В парижском доме Герценов скоро стало по вечерам так же шумно и многолюдно, как когда-то в их московском доме на Сивцевом Вражке или как по воскресеньям в подмосковном Соколове. Но находила ли здесь такое же удовлетворение тяга Герцена к широкому общению с людьми? Люди-то не те… «Это были, — вспоминает Герцен в мемуарах, — вновь приехавшие эмигранты, люди добрые и несчастные, но близок я был только с одним человеком… и зачем я был близок с ним!..»
Этот «один» был Георг Гервег, вскоре принесший Герцену самые мучительные страдания, испытанные им в жизни.
Герцен подыскал учителя для своих детей — Саши и Таты. Это был Жан Батист Боке, преподаватель по профессии, революционер по убеждениям. Как многие люди, приблизившиеся к Герцену, он влюбился в него, сделался его горячим поклонником. Да и Герцен жаловал его, хотя посмеивался добродушно над его умеренной революционностью, придумал для него разные клички — «Иван Батистович», «Иван Сукно», «Бокеша», «Анна Батистовна».
Во время революционных событий сорок восьмого года Герцен однажды встретил Боке с торжественно протянутыми руками:
— Примите мои поздравления! О, не притворяйтесь скромником, это вам не к лицу. Ведь вы избраны президентом двенадцатого избирательного округа.
Боке постарался скрыть самодовольную улыбку гримасой пренебрежения:
— О, это ужасный округ! Сен-Жак, Сен-Марсо — самые трудные кварталы в Париже.
— Ладно, ладно, вы на всех парусах плывете в министры. Или…
Герцен состроил озабоченную мину.
— Или? — заинтересовался Боке.
— Или на каторгу.
— Вот это вернее.
— Бросьте, Бокеша, вы уже почти начальство. Знаете что, на всякий случай выдайте мне справку, что я уже расстрелян.
Боке расхохотался самым добродушным образом. Когда он ушел, Герцен сказал задумчиво:
— Хороший человек. Чистый. Но…
— Договаривай, я заинтригована, — сказала Натали. — Наши дети обожают его.
— Но сентиментален и свиреп. То готов расплакаться, как девочка, то хладнокровно наделает зверства. Это французская черта.
— Только ли французская…
Истина по наследству
Это очень глупо, но пора с глупостью считаться, как с громадной силой.
Весной сорок девятого года в Париже разразилась холера. Всякий, кто мог, бежал из города.

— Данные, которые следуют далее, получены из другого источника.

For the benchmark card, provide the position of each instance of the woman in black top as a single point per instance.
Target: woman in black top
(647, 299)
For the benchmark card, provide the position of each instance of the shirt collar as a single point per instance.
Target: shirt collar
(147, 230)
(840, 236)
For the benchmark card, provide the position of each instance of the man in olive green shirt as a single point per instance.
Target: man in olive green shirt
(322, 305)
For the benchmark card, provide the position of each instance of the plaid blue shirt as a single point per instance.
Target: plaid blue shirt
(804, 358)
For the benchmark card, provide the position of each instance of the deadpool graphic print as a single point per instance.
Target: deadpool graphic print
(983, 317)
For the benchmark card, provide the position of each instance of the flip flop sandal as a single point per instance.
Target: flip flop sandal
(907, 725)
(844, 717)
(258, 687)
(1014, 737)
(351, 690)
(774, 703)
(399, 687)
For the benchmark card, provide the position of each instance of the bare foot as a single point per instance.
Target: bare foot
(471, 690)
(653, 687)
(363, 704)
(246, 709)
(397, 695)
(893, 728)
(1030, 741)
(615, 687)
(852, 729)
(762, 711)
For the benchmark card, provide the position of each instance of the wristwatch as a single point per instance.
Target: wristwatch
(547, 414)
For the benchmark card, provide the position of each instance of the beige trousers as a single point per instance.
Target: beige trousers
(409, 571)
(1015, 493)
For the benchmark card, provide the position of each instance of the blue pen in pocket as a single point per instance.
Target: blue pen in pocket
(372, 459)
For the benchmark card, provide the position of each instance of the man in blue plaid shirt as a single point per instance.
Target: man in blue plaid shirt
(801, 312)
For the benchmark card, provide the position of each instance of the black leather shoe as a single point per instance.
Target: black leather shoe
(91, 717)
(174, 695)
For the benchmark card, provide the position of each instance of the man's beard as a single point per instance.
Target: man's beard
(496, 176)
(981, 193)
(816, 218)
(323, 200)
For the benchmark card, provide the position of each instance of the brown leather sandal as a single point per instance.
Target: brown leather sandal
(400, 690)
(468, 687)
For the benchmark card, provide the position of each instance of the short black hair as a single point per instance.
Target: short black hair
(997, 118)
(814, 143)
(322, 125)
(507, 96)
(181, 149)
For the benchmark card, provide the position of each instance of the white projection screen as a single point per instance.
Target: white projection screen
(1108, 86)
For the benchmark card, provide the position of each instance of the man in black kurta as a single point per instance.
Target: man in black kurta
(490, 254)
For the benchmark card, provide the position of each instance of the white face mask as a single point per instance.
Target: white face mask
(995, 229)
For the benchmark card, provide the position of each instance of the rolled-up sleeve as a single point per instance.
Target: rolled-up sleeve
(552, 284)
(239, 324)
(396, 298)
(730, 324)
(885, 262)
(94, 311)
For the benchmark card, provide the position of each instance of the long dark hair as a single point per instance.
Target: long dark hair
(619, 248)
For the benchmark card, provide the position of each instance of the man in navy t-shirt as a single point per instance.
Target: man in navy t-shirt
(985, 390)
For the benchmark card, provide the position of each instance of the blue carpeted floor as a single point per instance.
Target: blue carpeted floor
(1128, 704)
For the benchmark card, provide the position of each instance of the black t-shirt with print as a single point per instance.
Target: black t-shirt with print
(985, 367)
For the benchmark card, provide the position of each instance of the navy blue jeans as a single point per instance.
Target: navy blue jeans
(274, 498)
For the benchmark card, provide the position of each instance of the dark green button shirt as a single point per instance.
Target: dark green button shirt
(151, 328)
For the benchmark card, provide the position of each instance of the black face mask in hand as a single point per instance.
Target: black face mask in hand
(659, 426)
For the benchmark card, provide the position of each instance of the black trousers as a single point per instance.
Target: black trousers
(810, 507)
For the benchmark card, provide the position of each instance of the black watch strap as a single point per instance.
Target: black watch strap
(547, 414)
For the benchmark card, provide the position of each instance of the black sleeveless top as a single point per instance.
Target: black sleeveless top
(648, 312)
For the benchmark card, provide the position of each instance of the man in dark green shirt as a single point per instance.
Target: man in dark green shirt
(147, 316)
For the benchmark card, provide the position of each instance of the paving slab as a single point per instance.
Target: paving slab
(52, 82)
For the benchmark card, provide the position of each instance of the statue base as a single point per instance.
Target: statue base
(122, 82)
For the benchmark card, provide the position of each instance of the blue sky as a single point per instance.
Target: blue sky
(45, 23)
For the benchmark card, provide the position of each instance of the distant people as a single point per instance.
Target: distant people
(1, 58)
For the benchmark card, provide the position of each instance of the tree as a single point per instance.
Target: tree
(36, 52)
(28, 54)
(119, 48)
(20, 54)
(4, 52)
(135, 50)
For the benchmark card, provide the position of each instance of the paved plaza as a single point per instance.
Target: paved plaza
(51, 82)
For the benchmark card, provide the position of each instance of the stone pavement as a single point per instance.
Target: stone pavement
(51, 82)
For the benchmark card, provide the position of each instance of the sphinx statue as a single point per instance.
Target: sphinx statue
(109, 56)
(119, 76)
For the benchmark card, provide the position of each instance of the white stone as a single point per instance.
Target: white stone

Небо было застлано тучами, тем не менее стояла удушливая жара. Выехали и Герцены. Луиза Ивановна нашла подходящий домик в деревне Виль д'Аврэ.
С утра Герцен взял себе за правило гулять. Во время прогулок он не переставал работать. В то утро, как и во все предыдущие, мысль его вращалась вокруг произведения, для которого он уже и название подыскал: «С того берега». Он избавлялся от горестных ощущений, изливая в него разочарование революционера. Тот берег — это берег революции. Книга складывалась в его воображении, а отчасти уже и на бумаге как одно из наиболее страстных его сочинений. Отнюдь не проповедническое. Далекое от теорий, от пропаганды идей. Это беспощадный приговор «паяцам свободы», «политическим шалунам», либеральствующим краснобаям.